A year or two ago I ran a Mutants and Masterminds game where the PCs all made themselves (PL 5, 75 PP). At the first session, bad stuff happened which somehow gave them super-powers (PL 10, 150 PP, designed by me on top of their self-made low-level versions of themself). A number of different books and comics influenced this.

*Children of the Mind by Orson Scott Card (The concept of your core identity having its own existence)

*Ultimate Marvel Comics (super-powers in a marginally more realistic world)

*The Dark Tower series (exploring themes of fate and group identity, looking at stories/mythology as a reflection of reality)

And somewhere along the way, I got the idea that your ancestry granted you powers...I am not sure from whence that came.
 

For my most recent game, superhero comics, both for specific ideas and for general ambience. I ripped off the J-Horror movies The Grudge and One Missed Call for one bad guy. I use myth and folklore quite a bit for specific ideas, mostly gotten from Wikipedia. One session, set in another dimension, was pretty much wholly derived from Celtic myth.

Because I want my superhero games to be more like a comic book than reality with superpowers I find I'm often fighting against the system. Mutants & Masterminds for example encourages the players to take lots of PL breaking stuff like Improved Critical or Power Attack/All-out Attack. The most damaging attacks in M&M are falling damage (maxes out at 20) and Slams, which leads to rather un-comic book behaviour if the players are trying their best to beat encounters.
 

A lot of the influence for the games I run comes from Dragonlance and Forgotten Realms novels, which are based off of the game itself. I also like to draw inspiration from Manga like Naruto and Bleach.

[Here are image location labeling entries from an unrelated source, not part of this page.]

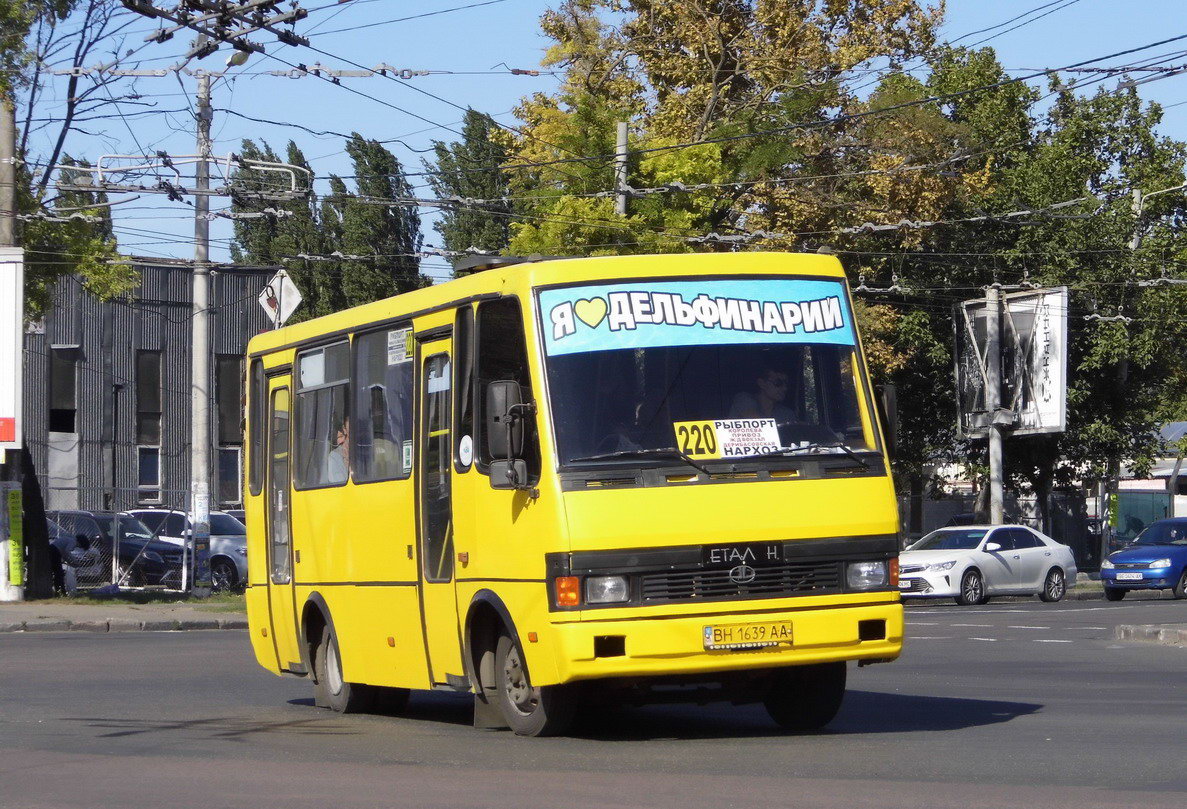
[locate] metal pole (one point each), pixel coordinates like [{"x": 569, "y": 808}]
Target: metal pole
[
  {"x": 11, "y": 590},
  {"x": 992, "y": 401},
  {"x": 620, "y": 170},
  {"x": 200, "y": 383}
]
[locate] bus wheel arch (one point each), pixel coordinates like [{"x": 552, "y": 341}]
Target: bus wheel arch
[
  {"x": 487, "y": 619},
  {"x": 313, "y": 619}
]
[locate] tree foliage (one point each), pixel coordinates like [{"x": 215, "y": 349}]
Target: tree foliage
[
  {"x": 471, "y": 169},
  {"x": 353, "y": 222}
]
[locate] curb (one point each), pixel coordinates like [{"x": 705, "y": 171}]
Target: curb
[
  {"x": 1167, "y": 636},
  {"x": 122, "y": 625}
]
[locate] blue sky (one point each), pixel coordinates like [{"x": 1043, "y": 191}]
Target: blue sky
[{"x": 473, "y": 42}]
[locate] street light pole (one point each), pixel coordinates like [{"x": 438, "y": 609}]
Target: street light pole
[
  {"x": 992, "y": 402},
  {"x": 200, "y": 384}
]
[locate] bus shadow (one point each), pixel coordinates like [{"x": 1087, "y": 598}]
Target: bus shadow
[{"x": 863, "y": 713}]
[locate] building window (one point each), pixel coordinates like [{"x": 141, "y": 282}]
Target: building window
[
  {"x": 256, "y": 428},
  {"x": 381, "y": 428},
  {"x": 230, "y": 483},
  {"x": 148, "y": 475},
  {"x": 63, "y": 389},
  {"x": 229, "y": 400},
  {"x": 323, "y": 426},
  {"x": 229, "y": 395},
  {"x": 148, "y": 397}
]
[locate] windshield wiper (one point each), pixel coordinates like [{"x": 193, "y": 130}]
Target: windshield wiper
[
  {"x": 791, "y": 452},
  {"x": 645, "y": 452}
]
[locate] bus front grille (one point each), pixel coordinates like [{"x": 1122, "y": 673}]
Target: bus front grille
[{"x": 774, "y": 581}]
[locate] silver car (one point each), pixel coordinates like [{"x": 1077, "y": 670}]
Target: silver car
[{"x": 228, "y": 542}]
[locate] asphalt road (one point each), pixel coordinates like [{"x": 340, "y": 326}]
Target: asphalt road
[{"x": 1009, "y": 705}]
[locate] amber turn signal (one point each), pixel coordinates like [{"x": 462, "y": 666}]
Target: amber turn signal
[{"x": 569, "y": 591}]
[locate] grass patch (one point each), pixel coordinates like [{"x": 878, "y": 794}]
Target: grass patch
[{"x": 215, "y": 603}]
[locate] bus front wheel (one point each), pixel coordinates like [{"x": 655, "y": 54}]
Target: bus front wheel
[
  {"x": 529, "y": 711},
  {"x": 335, "y": 692},
  {"x": 806, "y": 698}
]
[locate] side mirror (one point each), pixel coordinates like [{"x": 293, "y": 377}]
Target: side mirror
[
  {"x": 505, "y": 420},
  {"x": 888, "y": 411},
  {"x": 508, "y": 473}
]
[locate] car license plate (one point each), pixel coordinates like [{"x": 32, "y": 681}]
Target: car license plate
[{"x": 748, "y": 636}]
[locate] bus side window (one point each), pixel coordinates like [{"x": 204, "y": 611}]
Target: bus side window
[
  {"x": 463, "y": 389},
  {"x": 502, "y": 355},
  {"x": 323, "y": 425},
  {"x": 381, "y": 427}
]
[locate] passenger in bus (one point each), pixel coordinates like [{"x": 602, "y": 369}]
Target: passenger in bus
[
  {"x": 767, "y": 401},
  {"x": 337, "y": 463}
]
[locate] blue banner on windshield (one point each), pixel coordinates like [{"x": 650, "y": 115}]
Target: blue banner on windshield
[{"x": 658, "y": 313}]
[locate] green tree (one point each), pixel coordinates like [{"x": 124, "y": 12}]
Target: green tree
[{"x": 471, "y": 169}]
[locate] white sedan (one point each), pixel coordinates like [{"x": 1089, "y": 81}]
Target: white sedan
[{"x": 973, "y": 562}]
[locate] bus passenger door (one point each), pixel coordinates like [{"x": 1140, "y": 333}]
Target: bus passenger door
[
  {"x": 435, "y": 513},
  {"x": 281, "y": 605}
]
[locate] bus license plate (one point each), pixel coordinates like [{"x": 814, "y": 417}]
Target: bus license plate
[{"x": 748, "y": 636}]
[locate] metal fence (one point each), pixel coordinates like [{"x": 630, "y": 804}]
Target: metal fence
[{"x": 102, "y": 547}]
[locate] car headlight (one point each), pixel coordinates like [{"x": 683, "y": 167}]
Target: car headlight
[
  {"x": 867, "y": 575},
  {"x": 607, "y": 590}
]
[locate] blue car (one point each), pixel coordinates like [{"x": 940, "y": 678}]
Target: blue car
[{"x": 1155, "y": 560}]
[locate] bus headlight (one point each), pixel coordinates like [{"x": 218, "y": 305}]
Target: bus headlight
[
  {"x": 867, "y": 575},
  {"x": 607, "y": 590}
]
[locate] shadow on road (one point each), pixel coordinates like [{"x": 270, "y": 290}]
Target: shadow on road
[
  {"x": 216, "y": 727},
  {"x": 864, "y": 712}
]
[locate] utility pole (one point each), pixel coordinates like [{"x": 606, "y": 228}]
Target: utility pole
[
  {"x": 12, "y": 552},
  {"x": 620, "y": 170},
  {"x": 200, "y": 383},
  {"x": 992, "y": 400}
]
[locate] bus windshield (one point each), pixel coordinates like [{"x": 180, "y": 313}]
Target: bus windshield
[{"x": 629, "y": 375}]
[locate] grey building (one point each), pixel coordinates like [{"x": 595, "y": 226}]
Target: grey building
[{"x": 107, "y": 388}]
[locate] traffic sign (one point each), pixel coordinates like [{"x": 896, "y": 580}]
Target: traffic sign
[{"x": 280, "y": 298}]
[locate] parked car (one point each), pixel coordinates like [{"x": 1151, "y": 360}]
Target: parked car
[
  {"x": 228, "y": 542},
  {"x": 1155, "y": 560},
  {"x": 87, "y": 541},
  {"x": 972, "y": 564}
]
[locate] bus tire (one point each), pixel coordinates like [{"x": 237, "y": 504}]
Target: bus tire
[
  {"x": 806, "y": 698},
  {"x": 539, "y": 711},
  {"x": 338, "y": 694}
]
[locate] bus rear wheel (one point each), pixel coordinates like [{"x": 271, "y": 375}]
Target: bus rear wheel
[
  {"x": 806, "y": 698},
  {"x": 331, "y": 689},
  {"x": 529, "y": 711}
]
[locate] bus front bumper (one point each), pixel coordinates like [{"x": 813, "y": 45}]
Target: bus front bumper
[{"x": 677, "y": 644}]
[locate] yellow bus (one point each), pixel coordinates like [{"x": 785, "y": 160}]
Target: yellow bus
[{"x": 564, "y": 482}]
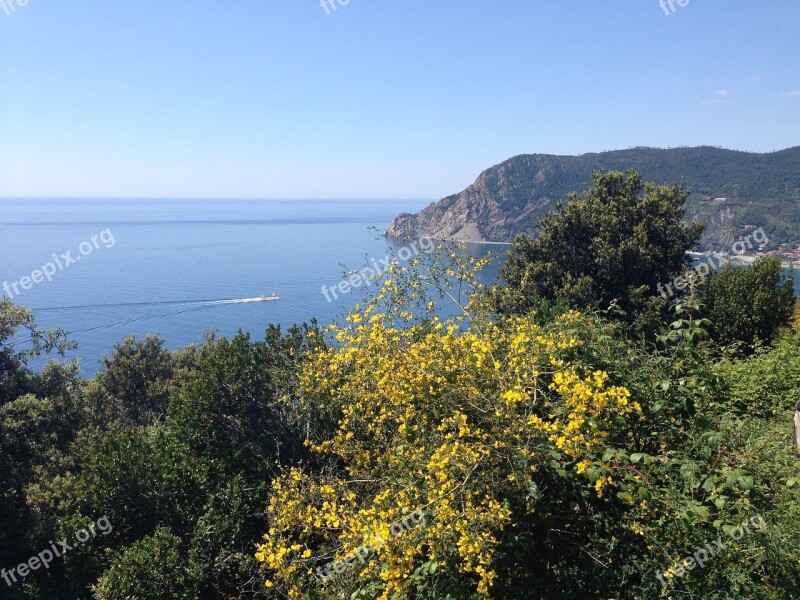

Should I get off your lawn now?:p
From the sound of it, you're nowhere near my lawn. So no worries. ;)
 

Wow ... I guess it comes closer to what doesn't influence my games over time...

I have a deep-seeded love for the Arthurian legends in their many permutations, both medieval and modern. Classical mythology (and indeed a lot of "non-classical mythology") figures strongly, as do various folktales and fairy tales.

Of the more modern fare, I can swiftly point to my five favourite authors: Margaret Atwood, Italo Calvino, Robertson Davies, Ursula Le Guin, and Ray Bradbury. as well as a host of others (such as Neil Gaiman, Charles DeLint, Terry Pratchett, Bram Stoker, JRR Tolkein, Elizabeth Peters, Jules Verne, Jim Butcher, etc.).

Then there are all the history books that I read -- they are a massive influence.

And then children's literature, such as the Alice books, Harold & the Purple Crayon, The Phantom Tollbooth, The Island of the Blue Dolphins, and many, many others...

And, realistically, we can also head over into films, tv, radio plays, stage plays, and lots of other sources.